Both Sides of the Blade explore the dangerous impact of rekindling the past with Binoche’s fantastic, emotionally vulnerable performance. Binoche easily convinces us that Sara is a woman trapped by circumstance amidst the emotional turmoil created by casually spotting her former love. She is the sensual, edgy François, played by Grégoire Colin. In another nod to 35 Shots of Rum, Colin once more portrays the role of a mysterious, unattainable interloper disrupting the dynamics of a close-knit family unit.

Despite Sara having a well-developed career at a radio station, Denis’ direction of Binoche unveils that unspoken yearning for more within her domestic surroundings. As the film unfolds, Sara’s outbursts create that impression of a liberated but still captive woman, like a gilded bird, and thus Binoche elicits sympathy despite Sara’s apparent romantic indecision.

Both Sides of the Blade present that rarely depicted scenario of a woman with two loves that seem impossible and ultimately unsatisfying. Sara is placed in this unenviable position without a clear resolution and appears incapable of instigating a decision of her own volition. Many women may therefore identify with Sara’s predicament as the need to be kind and considerate, especially in a relationship, is conditioned in women and may inadvertently result in duplicity. Denis captures this angst brilliantly with close-ups and tends to remain involved in the emotionally messy stages, capturing each nuance and immersing the audience fully within the unfolding drama. It is perhaps these elements that prevent Both Sides of the Blade from being relegated to the position of being a hollow, melodramatic romantic drama as it is not plot-driven. 
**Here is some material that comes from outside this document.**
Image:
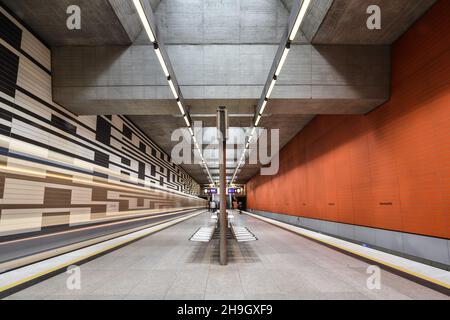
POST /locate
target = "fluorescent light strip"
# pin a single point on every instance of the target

Aside from unleashing that emotional devastation from Lindon’s performance, Denis’ direction fails to demonstrate the full extent of the fury described in the original title, which results in an overall sense of listlessness within the film. Perhaps that is the point with Both Sides of the Blade being a mood conveying Sara’s emotional journey and the sub-conscious quest for freedom, which cleverly and subtly invites the audience to examine their wants and behaviours within relationships.